Bir kelime diyelim ‘anne’, kağıda yazıldığında herkes aynı ‘anne’yi yazar, oysa her ‘anne’ diyenin ağzında ‘anne’ sözcüğünde milyonlarca başka geçmiş başka hatıra başka ses başka ‘titreşim’ var, bu ‘titreşimlerin’tonlarını apayrı duygu frekanslarıyla yazıya dökemiyorsanız duygularınızı ifade edemiyorsunuz demektir.
Kağıt üzerindeki kelimeler soğuk’tur. Kelimelerin sinir ve kalple çarpışma heyecanlanma koyulaşma anlarını iyi takip edin. Aynı kelimeler cenazede başka düğünde başka öğle yemeğinde başka kılıklarda görünür.
Karşılaşma anlarını hortlak gibi ya da bir müjde gibi ya da solucan gibi ya da ay gibi ya da feci bir kaza gibi, her nasılsa, her birinin sudan çıkışlarını iyi takip edin. Unutmayın, dünyada birbirinin aynısı iki nesne yoktur, bütün çekirdek taneleri bile dikkatlice baktığında birbirinden farklıdır, bu yüzden her kelimenin rengi çağrışımı başka’dır.
Soğuk kelimeleri duygu değirmeninizden sıcacık soluyan insan nefesi giydirtmek tek işiniz olmalı. Unutmayın insanlığın en sert problemleri çözmek için ‘ifade yeteneği’nden başka gücü imkanı şansı yoktur.
Milyar dolarlarınız var ancak sevdiğinize bir ‘duygu durumunu’ izah edemezsiniz, dünya kadar şöhretiniz var ancak bir eşyayı nesneyi bir durumu bir gerçeklik’i en yakınınızdaki insana ‘tarif’ edemezsiniz.
İnsanın yaşayabileceği en büyük yalnızlık dilsizliktir.

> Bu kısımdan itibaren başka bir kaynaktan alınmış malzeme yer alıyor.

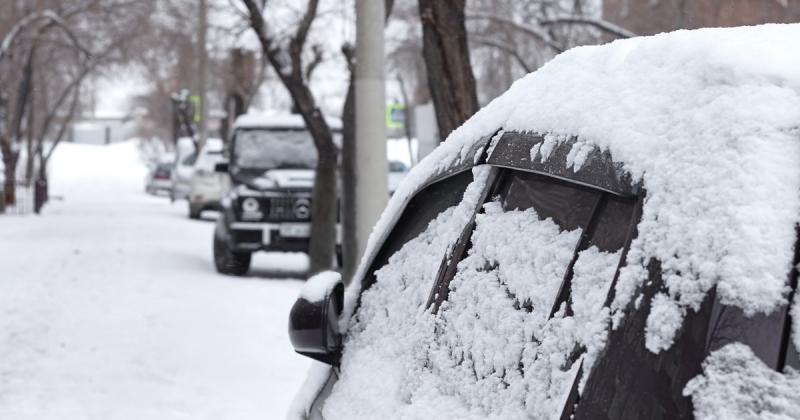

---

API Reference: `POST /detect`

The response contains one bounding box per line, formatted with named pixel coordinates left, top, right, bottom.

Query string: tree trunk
left=0, top=138, right=17, bottom=206
left=25, top=90, right=36, bottom=187
left=285, top=81, right=338, bottom=275
left=419, top=0, right=478, bottom=141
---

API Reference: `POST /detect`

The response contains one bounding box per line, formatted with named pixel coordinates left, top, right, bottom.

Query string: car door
left=322, top=133, right=637, bottom=419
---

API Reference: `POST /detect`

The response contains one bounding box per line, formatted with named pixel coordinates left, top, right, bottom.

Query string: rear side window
left=323, top=169, right=633, bottom=419
left=429, top=171, right=633, bottom=418
left=312, top=167, right=486, bottom=418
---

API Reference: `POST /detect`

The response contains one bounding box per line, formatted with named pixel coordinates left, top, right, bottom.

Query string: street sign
left=386, top=103, right=406, bottom=128
left=189, top=95, right=203, bottom=123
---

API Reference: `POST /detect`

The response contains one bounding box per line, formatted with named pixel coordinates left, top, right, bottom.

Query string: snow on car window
left=683, top=343, right=800, bottom=420
left=324, top=167, right=489, bottom=419
left=423, top=25, right=800, bottom=352
left=235, top=129, right=317, bottom=169
left=428, top=202, right=581, bottom=419
left=324, top=191, right=619, bottom=419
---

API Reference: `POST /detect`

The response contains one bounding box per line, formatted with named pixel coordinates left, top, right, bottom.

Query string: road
left=0, top=142, right=309, bottom=420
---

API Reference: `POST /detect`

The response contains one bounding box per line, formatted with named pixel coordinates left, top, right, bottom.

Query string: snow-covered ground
left=0, top=142, right=309, bottom=420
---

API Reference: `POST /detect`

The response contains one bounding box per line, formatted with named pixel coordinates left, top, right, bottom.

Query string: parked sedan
left=289, top=24, right=800, bottom=420
left=145, top=162, right=174, bottom=195
left=189, top=139, right=226, bottom=219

Şimdi başa dönelim, üniversitede okuduğun o çok büyük felsefecilerin bilim adamlarının sıkı ve anlaşılmaz metinlerini o Urfalı çocuğa hem anlayabileceği hem sevebileceği bir ‘üslupla’ anlatmayı başardığın gün, işte o zaman sana ‘yazar’ derler.